Best Communication of a Safety Message

Safety is front of mind for everyone at Moly-Cop, and the whole workforce is focused on an approach they call Goal Zero. Supported by systems that are rigorous and comprehensive, the safety regime protects workers at every step of the steelmaking and manufacturing process.

Over the years, Moly-Cop’s approach to safety has been recognised by peers through numerous independent awards. Notably, Moly-Cop’s ‘Crane Safety Video’ took out the Safety category at both the 2017 Hunter Manufacturing Awards and the 2018 Hunter Safety Awards.

This month, the Crane Safety Video won the “Best Communication of a Safety Message” at the distinguished 2018 National Safety Council of Australia Safety Awards.

The Crane Safety Video was developed by the Comsteel Rail Products department. Collaborating with staff across the department and the organisation, the video uses an emotive approach to encourage employees to ‘switch on’ when working around cranes. Rail Products employees and their families feature in the short film, which promotes a safety message and takes a thought-provoking look at the long-term impact of choices staff make in the workplace.

Creativity and thinking outside the square are an important part of the safety culture at Moly-Cop. Informed by research that found that 90 per cent of its injuries were due to distraction or fatigue, the business realised that the safety systems could be perfect, but they would be always vulnerable to human error.

The finding inspired a small project team to examine the connection between choice and error, which led to the development of a new safety program called ‘High Performance Thinking’, which has been rolled out to every member of the Australian Moly-Cop team.
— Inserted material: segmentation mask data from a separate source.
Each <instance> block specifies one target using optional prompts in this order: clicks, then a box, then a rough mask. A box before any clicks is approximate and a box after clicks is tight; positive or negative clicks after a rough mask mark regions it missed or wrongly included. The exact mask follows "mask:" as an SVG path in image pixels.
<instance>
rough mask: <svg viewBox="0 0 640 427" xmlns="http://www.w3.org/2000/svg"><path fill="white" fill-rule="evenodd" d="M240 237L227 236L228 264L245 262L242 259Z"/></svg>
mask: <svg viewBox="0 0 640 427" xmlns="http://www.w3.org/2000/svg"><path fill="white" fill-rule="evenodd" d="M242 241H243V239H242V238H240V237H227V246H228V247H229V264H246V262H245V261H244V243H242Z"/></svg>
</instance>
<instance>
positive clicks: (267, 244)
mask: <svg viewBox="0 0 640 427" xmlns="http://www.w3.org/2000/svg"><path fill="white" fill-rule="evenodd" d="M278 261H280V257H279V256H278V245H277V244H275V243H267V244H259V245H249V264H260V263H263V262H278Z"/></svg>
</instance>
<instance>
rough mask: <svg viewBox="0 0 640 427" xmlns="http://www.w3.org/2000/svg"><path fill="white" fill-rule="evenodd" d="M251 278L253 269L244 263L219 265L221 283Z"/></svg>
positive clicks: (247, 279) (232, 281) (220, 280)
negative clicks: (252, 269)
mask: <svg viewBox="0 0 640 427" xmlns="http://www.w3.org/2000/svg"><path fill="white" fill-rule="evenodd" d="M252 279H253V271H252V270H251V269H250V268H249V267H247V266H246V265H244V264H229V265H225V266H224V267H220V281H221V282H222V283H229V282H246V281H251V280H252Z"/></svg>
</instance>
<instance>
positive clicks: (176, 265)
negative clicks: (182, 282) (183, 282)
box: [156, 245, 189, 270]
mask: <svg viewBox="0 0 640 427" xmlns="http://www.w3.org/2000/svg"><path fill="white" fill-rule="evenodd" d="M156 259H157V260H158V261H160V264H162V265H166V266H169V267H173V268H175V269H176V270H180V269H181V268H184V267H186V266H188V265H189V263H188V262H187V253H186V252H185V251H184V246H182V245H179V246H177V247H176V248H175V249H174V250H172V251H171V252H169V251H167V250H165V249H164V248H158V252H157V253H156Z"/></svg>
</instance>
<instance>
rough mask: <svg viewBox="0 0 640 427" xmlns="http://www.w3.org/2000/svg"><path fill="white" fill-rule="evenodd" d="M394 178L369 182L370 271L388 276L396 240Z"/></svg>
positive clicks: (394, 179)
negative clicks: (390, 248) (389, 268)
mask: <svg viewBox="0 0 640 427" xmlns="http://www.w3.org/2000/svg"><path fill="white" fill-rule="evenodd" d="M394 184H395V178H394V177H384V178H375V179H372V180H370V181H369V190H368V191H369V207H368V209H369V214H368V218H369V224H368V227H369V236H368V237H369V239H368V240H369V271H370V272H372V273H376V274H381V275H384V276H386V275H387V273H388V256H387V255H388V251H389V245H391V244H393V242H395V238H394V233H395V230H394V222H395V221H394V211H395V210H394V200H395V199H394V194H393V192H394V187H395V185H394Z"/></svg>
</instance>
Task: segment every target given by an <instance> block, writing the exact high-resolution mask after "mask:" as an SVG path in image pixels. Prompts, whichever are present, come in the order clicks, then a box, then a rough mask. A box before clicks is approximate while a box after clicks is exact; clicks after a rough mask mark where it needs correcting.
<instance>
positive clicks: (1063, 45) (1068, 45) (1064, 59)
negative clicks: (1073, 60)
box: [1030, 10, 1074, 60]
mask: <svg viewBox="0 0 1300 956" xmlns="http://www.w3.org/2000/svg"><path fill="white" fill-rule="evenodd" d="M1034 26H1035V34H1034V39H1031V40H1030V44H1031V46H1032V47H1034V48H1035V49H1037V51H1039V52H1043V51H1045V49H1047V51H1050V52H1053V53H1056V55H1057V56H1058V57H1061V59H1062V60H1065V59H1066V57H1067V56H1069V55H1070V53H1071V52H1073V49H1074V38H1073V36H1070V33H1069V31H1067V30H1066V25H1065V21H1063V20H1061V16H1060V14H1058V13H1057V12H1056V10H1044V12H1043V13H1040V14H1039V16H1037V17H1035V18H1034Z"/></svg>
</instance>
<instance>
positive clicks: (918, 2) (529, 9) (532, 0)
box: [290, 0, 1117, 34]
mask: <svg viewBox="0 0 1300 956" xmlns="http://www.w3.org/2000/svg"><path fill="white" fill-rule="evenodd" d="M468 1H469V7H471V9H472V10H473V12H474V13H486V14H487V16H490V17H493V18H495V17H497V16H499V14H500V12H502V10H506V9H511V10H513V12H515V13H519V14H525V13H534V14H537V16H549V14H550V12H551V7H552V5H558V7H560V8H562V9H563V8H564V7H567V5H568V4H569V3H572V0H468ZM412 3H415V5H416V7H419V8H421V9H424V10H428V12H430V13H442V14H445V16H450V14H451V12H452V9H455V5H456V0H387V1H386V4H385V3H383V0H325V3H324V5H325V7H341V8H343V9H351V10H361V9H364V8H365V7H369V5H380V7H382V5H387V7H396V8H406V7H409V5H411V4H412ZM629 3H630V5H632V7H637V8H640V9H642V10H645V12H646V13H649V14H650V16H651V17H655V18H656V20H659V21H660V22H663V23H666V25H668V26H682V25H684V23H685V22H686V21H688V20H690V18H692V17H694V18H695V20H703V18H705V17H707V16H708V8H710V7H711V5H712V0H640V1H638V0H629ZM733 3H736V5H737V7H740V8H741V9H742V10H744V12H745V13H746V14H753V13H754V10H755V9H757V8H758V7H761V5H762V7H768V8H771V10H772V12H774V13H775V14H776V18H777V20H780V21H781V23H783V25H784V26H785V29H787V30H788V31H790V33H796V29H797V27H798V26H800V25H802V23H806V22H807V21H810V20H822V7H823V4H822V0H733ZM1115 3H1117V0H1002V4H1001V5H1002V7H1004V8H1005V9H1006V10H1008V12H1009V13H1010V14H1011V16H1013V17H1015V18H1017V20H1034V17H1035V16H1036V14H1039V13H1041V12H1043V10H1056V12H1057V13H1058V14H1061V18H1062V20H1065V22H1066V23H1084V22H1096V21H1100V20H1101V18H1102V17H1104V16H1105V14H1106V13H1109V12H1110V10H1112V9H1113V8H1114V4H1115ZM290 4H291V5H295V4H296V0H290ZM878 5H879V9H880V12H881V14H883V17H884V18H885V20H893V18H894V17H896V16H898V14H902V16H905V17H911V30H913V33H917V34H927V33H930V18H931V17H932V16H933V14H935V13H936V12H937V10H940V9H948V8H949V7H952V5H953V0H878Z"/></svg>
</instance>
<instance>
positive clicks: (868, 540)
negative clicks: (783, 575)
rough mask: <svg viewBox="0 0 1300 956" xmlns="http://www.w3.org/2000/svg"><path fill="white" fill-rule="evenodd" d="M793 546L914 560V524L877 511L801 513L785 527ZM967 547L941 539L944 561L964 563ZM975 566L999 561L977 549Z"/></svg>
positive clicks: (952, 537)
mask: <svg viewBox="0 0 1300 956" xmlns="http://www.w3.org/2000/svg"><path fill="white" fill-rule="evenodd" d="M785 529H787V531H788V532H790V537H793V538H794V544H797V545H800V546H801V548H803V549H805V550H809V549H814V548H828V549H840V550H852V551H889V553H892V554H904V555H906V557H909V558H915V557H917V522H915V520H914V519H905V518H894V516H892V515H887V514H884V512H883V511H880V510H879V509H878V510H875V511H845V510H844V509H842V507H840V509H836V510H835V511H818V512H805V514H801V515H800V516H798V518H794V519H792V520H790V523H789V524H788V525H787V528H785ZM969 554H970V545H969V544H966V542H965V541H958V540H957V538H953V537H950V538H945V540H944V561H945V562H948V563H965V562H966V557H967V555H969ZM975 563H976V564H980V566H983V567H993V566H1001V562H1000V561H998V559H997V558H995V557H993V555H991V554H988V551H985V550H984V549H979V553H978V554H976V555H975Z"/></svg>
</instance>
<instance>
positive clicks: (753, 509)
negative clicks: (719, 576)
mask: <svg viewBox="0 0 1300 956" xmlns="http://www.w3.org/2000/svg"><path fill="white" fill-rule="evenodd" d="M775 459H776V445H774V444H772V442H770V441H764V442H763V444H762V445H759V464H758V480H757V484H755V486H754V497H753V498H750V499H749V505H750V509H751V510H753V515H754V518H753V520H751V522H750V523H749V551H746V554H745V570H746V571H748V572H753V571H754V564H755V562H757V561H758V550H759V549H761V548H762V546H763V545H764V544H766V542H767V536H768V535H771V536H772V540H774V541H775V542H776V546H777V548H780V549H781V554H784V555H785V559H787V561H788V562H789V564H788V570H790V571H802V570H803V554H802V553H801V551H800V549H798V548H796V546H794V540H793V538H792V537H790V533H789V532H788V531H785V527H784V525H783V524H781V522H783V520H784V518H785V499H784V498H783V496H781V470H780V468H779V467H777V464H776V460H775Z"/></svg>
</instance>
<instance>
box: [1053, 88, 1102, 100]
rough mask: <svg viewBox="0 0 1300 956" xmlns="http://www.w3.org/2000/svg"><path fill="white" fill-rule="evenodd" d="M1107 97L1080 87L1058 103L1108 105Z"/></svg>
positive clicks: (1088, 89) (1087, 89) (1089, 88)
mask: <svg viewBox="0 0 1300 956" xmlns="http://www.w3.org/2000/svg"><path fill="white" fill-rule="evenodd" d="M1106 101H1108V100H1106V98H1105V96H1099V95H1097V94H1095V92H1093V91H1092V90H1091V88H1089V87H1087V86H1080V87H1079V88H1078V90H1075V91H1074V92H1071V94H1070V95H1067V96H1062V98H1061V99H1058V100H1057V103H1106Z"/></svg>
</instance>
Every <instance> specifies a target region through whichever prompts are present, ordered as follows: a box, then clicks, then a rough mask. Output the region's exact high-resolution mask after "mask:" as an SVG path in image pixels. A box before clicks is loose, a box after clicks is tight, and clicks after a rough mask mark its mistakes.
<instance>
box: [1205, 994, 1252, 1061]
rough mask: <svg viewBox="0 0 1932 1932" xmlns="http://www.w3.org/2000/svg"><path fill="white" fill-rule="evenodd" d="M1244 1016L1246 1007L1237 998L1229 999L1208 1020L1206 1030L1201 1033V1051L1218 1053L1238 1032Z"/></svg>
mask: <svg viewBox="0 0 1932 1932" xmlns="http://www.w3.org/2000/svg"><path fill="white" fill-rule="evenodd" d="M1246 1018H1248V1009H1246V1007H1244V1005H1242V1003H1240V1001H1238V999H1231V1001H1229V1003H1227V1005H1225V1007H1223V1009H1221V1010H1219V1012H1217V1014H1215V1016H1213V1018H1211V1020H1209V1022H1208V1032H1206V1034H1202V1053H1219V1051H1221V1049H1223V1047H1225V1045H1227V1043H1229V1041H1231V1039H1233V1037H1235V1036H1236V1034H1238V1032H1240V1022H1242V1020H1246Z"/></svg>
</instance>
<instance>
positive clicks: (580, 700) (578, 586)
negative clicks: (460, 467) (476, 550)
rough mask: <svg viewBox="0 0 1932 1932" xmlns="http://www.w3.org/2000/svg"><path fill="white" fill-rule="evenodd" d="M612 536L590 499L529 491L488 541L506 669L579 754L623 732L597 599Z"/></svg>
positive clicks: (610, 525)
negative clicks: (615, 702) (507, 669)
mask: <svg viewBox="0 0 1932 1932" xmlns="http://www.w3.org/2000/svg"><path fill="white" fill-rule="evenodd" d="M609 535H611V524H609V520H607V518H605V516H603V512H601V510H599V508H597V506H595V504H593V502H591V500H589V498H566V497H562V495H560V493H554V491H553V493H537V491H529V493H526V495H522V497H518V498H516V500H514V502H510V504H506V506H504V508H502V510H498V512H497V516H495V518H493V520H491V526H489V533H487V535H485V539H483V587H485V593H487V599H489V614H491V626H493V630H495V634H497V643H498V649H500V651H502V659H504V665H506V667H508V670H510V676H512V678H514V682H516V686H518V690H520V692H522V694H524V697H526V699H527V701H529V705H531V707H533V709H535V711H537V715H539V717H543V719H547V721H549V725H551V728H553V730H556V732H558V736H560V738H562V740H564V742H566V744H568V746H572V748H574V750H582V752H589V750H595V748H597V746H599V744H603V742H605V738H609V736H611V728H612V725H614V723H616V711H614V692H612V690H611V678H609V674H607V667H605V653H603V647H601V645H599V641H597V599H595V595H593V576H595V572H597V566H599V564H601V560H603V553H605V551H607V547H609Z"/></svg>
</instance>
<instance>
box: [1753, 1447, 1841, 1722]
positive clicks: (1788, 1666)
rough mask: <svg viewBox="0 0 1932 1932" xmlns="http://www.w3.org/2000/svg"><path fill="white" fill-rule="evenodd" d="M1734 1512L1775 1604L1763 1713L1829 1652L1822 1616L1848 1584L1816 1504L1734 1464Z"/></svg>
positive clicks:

Australasian President, Michael Parker, said Moly-Cop saw that the next level in safety was to focus on the minds of its people.

“We believe that a more self-aware, nuanced and reasoned workforce will be more likely to make better decisions in the moments that matter. We needed to teach our people how and why different mind states lead to different choices.”

In collaboration with an external subject matter specialist, a program was developed which taps into the latest thinking in neuroscience around decision-making, the effects of stress on perception and decision-making, and the development of habits.

Mr Parker said the program was in its infancy but was already delivering benefits.

“The new program is driving improvement in our overall productivity and performance, but most critically in our safety. It is providing a different way to think about safety in the workplace and also having an impact on life outside of work starting a shift towards general mental wellness.”